ARFID encompasses unspecified food issues caused by general anxiety and sensory-processing challenges that can lead to malnourishment. Esson’s friend suggested a service dog, but she couldn’t see herself getting one, and her child was terrified of dogs. As her son got sicker, Esson recognized a gut feeling and realized he was not in a position to decide to take a risk for himself. She started talking to The Dog Alliance, but her son was hospitalized a month or two later. It took a year and a half to find Adell, whose calm devotion has even warmed her human boy up to off-leash dog parks, a total departure from his previous life.
If not for her little paws clicking across the floor, it would be difficult to tell Adell apart from a stuffed animal. As Esson talks, she strokes Adell gently for so long, it seems like a reflex.
“There’s some days that I don’t even realize I have a dog,” Esson says.
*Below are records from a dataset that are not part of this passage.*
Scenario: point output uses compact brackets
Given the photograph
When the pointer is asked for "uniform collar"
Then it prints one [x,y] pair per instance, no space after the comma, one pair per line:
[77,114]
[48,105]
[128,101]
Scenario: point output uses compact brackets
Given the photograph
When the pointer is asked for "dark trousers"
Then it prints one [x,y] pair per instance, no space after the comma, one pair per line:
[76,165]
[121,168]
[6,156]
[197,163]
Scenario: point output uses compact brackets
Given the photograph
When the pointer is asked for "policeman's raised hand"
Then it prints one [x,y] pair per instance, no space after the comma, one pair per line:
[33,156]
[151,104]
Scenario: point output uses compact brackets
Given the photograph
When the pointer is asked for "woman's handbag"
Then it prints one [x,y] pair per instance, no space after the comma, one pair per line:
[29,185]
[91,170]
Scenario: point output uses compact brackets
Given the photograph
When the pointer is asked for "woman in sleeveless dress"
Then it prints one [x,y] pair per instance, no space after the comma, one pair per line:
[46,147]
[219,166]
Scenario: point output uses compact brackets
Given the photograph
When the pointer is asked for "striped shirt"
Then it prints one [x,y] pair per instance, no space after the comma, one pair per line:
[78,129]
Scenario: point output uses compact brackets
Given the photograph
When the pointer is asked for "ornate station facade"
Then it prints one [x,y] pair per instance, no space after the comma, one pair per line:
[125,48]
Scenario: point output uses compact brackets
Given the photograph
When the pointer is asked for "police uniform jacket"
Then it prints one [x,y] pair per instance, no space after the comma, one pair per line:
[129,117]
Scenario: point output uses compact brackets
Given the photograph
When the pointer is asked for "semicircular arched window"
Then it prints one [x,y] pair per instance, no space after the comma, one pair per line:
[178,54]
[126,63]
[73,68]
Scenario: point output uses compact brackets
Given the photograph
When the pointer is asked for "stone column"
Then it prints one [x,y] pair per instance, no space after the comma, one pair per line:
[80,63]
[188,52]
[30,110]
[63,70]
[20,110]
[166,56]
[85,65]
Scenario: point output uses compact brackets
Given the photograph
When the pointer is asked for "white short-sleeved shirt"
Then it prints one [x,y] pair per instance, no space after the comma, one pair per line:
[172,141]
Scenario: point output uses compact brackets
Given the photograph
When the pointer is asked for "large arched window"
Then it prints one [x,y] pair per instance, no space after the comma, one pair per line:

It’s not easy for a middle schooler to assume full responsibility for a pet, let alone his own anxiety. But Esson was surprised Adell’s walks, meals and grooming were taken care of without her having to ask. The teen and Adell were trained together by The Dog Alliance once or twice a week for months, plus school visits. Since Adell is mostly off school duty for now, Esson takes her out for morning walks.
Adell’s specialty is managing the boy’s anxiety just by being present. In a stressful environment for him, a restaurant, for instance, Adell sits under the table and distracts him. Sitting on his belly when there’s more room, she’ll even provide a few pounds of deep compression. Mostly, she helps ease his feelings of anxiety.
MEALS ON WHEELS: PALS
Meals on Wheels Central Texas has been delivering meals to homebound clients since 1972 and expanded to offer home repairs, veteran services and more. Making sure no pet is left behind, the nonprofit organization’s Pets Assisting the Lives of Seniors program adds pet food to the menu. In addition to making deliveries, special PALS volunteers drive pets to free vet visits and to get grooming services, both provided by organization partners. Trap-neuter-release services are provided for community strays.
Home visits do more than provide food and convenience.
“The majority of our pet-owning clients live alone, so they really count on their dogs and cats for companionship, love and purpose,” says program manager Heather Allard.
The animal-loving volunteers offer some human relief from the social isolation of living alone, getting to know clients and their pets, trading stories and bonding about a common passion.
PALS always accepts donations, including all brands of pet food, gently used or extra supplies and even holiday gifts that will be wrapped and delivered this winter.